Lumière, cadrage, mouvements de caméra et travail des couleurs occupent ainsi une place centrale dans son approche, déjà perceptible dans ses premiers courts métrages puis dans son premier long métrage, Fornacis. Dans Scarlet Blue, la photographie ne se limite pas à une recherche esthétique : elle accompagne la psychologie des personnages et participe directement à l’atmosphère et à la dramaturgie du film.
« Je construis la photographie comme une matière organique en fusion, qui participe pleinement à la narration, à la sensation, à la psychologie des personnages et à l’émotion », explique Aurélia Mengin.
La cinéaste associe à cette récompense son équipe image, composée notamment du chef opérateur Sylvain Rodriguez, du steadicamer et cadreur René-Pierre Rouaux et de l’étalonneur Daniel Santini.
Un prix dédié à Vincent Mengin-Lecreulx
Aurélia Mengin a également souhaité dédier cette distinction à son père, l’artiste Vincent Mengin-Lecreulx, dont l'influence occupe une place importante dans la construction de son univers visuel.
La réalisatrice explique avoir grandi dans son atelier, au contact des couleurs, des formes, des matières et des contrastes. Une transmission artistique également nourrie par les artistes accueillis en résidence au Lieu d’Art Contemporain de La Réunion.
Cette immersion précoce dans la création contemporaine constitue, selon elle, l'une des racines de l'attention qu'elle accorde aujourd'hui à la photographie et à la couleur dans ses films.
Après « Scarlet Blue », « Le Soupir des Papillons » se prépare
Cette quinzième récompense accompagne désormais Aurélia Mengin vers une nouvelle étape de sa carrière.
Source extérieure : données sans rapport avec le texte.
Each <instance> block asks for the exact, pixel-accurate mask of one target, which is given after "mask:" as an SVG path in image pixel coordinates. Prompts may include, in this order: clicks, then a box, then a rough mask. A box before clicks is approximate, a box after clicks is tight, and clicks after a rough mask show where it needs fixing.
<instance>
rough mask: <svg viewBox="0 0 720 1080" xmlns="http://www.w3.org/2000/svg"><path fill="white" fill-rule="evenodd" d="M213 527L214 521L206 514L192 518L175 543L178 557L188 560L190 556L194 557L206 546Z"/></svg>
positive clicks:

La réalisatrice a entamé depuis plusieurs semaines la préparation de son troisième long métrage, Le Soupir des Papillons, dont le casting débute actuellement.
Après Fornacis et Scarlet Blue, la cinéaste entend poursuivre son exploration d'un cinéma qu'elle définit comme féminin, organique, sensoriel et sensuel, en plaçant une nouvelle fois les femmes au cœur de son récit.
Le Soupir des Papillons abordera notamment les thèmes de la féminité, du désir, de la maternité, de la culpabilité, de la mémoire, de la perte de connexion avec la réalité ou encore de la rédemption. Le projet restera fidèle au modèle défendu par Aurélia Mengin depuis ses précédentes réalisations : celui d'un cinéma indépendant, construit autour d'une forte identité artistique.
Dans un contexte qu'elle juge particulièrement difficile pour le cinéma d'auteur et la production indépendante, la réalisatrice revendique sa volonté de préserver cette liberté créative. « Continuer à faire des films est pour moi un acte de résistance », affirme-t-elle.
Avec désormais 39 sélections officielles et 15 récompenses, Scarlet Blue continue ainsi d'étendre son parcours dans les festivals internationaux, tout en ouvrant déjà la voie au prochain chapitre cinématographique d'Aurélia Mengin.